The Washington Post and NBC's "Today" show both took out of context a statement Defense Secretary Donald Rumsfeld made to a soldier at a town hall meeting in Kuwait on December 8.
The out-of-context comment made Rumsfeld seem callous about inadequate armor on the vehicles U.S. forces are taking into Iraq.
According to an NBC News transcript, here's how Katie Couric presented Rumsfeld's remarks on December 9 while interviewing retired Gen. Tommy Franks:
Couric: . . .we're going to roll what he [a soldier] had to say, and-and listen to what Secretary Rums-how Secretary Rumsfeld . . .
Gen. Franks: Right.
Couric: . . . responded.
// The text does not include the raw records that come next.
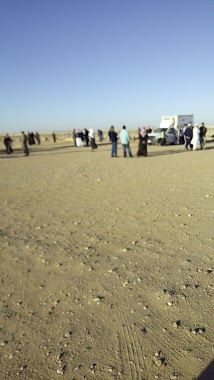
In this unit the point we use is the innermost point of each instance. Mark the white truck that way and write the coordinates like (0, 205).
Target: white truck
(169, 129)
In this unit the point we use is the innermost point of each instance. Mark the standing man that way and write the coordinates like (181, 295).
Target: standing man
(113, 139)
(125, 140)
(202, 135)
(188, 136)
(24, 144)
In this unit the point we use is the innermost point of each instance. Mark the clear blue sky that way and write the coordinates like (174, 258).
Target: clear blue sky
(97, 63)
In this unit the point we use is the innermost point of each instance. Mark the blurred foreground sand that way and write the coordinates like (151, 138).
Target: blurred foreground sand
(106, 264)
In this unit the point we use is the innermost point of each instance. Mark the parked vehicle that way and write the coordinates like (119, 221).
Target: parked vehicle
(170, 129)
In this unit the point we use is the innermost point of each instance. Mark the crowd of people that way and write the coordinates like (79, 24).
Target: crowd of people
(29, 139)
(191, 137)
(85, 137)
(125, 142)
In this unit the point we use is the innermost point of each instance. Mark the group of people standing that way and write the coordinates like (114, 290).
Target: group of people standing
(125, 142)
(194, 136)
(25, 140)
(84, 136)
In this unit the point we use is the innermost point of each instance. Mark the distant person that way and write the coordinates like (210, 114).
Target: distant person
(125, 140)
(54, 137)
(24, 144)
(163, 137)
(195, 137)
(184, 129)
(181, 137)
(202, 136)
(92, 139)
(188, 136)
(74, 137)
(142, 147)
(8, 144)
(100, 135)
(113, 139)
(79, 138)
(37, 137)
(86, 138)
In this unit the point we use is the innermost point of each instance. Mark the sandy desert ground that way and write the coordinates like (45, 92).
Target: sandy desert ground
(107, 264)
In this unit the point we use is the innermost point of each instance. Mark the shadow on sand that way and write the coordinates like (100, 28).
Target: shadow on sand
(208, 373)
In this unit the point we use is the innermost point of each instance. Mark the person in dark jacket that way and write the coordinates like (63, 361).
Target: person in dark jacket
(113, 139)
(188, 136)
(142, 147)
(202, 135)
(8, 144)
(24, 144)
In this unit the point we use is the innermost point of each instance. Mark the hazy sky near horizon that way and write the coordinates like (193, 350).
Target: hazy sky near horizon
(96, 63)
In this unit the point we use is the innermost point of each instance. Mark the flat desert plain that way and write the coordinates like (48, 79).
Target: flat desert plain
(107, 264)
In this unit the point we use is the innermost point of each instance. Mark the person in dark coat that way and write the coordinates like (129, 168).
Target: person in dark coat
(188, 136)
(8, 144)
(142, 147)
(202, 135)
(113, 139)
(24, 144)
(54, 137)
(38, 139)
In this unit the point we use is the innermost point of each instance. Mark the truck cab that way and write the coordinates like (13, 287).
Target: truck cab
(165, 131)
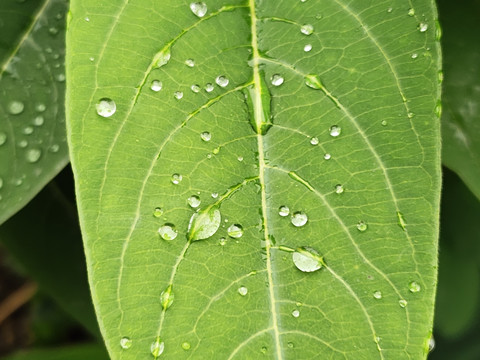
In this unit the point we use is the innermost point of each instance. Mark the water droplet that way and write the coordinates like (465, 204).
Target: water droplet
(242, 290)
(277, 80)
(306, 29)
(362, 226)
(222, 81)
(206, 136)
(106, 107)
(176, 179)
(283, 210)
(156, 85)
(33, 155)
(307, 259)
(168, 232)
(167, 297)
(125, 343)
(335, 130)
(204, 224)
(422, 27)
(299, 219)
(157, 347)
(235, 231)
(414, 287)
(199, 9)
(3, 138)
(16, 107)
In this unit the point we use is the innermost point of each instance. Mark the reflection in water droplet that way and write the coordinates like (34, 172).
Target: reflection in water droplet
(199, 9)
(235, 231)
(157, 347)
(299, 218)
(156, 85)
(277, 80)
(16, 107)
(125, 343)
(242, 290)
(168, 232)
(106, 107)
(307, 259)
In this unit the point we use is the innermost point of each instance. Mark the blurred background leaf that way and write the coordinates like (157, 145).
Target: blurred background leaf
(33, 146)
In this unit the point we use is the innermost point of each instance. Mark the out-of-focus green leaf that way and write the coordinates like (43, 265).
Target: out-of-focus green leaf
(78, 352)
(45, 238)
(461, 90)
(33, 147)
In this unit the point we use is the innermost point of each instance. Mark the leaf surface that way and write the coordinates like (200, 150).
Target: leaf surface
(33, 145)
(252, 108)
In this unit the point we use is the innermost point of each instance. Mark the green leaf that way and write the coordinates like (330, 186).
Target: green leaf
(33, 145)
(77, 352)
(461, 88)
(308, 125)
(45, 238)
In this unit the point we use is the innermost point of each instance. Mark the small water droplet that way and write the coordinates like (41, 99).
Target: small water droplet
(242, 290)
(307, 259)
(206, 136)
(33, 155)
(156, 85)
(283, 210)
(362, 226)
(299, 219)
(176, 179)
(306, 29)
(168, 232)
(277, 80)
(235, 231)
(16, 107)
(199, 9)
(194, 201)
(106, 107)
(157, 347)
(414, 287)
(125, 343)
(222, 81)
(335, 130)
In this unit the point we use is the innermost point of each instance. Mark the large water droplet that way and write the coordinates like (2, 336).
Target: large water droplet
(199, 9)
(307, 259)
(235, 231)
(299, 218)
(168, 232)
(106, 107)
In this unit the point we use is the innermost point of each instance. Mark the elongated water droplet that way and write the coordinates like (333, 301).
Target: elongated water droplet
(307, 259)
(168, 232)
(106, 107)
(199, 8)
(299, 219)
(235, 231)
(204, 224)
(167, 297)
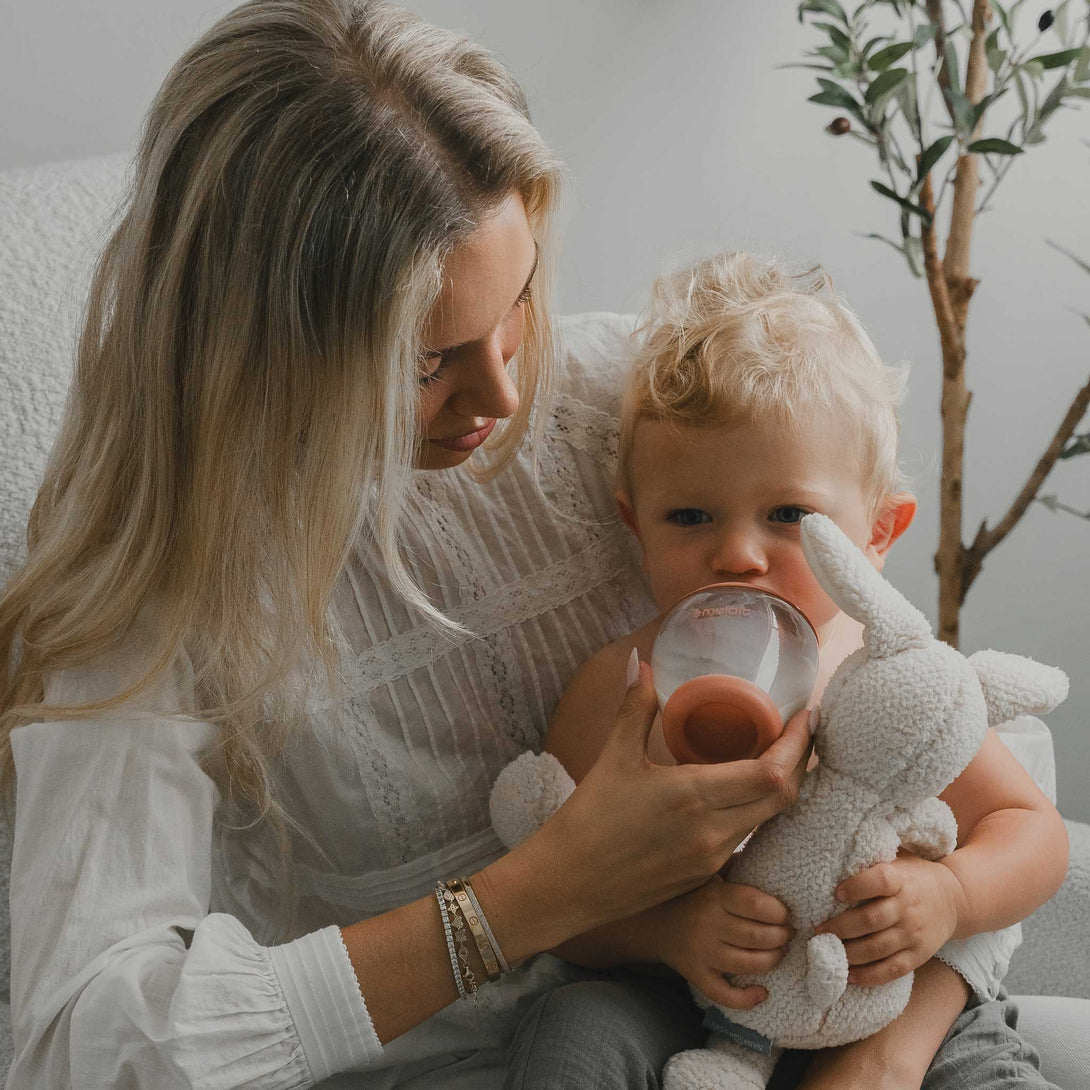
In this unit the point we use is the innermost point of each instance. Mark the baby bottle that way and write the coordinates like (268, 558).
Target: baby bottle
(731, 665)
Let's listen.
Specialist Thomas Wilson: Now why do we soldiers have to dig through local landfills for pieces of scrap metal and compromised ballistic glass to up-armor our vehicles? And why don't we have those resources readily available to us? [Soldiers applauding]
Mr. Donald Rumsfeld (Secretary of Defense): As you know, you go to war with the army you have, not the army you might want or wish to have at a later time.
Similarly, in a front page December 9 story, The Washington Post jumped directly from the soldier's saying, "We do not have proper . . . vehicles to carry with us north," to Rumsfeld's responding with the remark quoted above by NBC. But a Pentagon transcript puts Rumsfeld's statement in a different context. When the soldier completed his question with, "We do not have proper armament vehicles to carry with us north," Rumsfeld said:
- "I talked to the General coming out here about the pace at which the vehicles are being armored. They have been brought from all over the world, wherever they're not needed, to a place where they are needed. I'm told that they are being-the Army is-I think it's something like 400 a month are being done. And it's essentially a matter of physics. It isn't a matter of money. It isn't a matter on the part of the Army of desire. It's a matter of production capability of doing it. As you know, you go to war with the Army you have. They're not the Army you might want or wish to have at a later time. . . ."
There were more than 90 well-considered words in Rumsfeld's response before he got to the little snippet presented by Couric and the Post.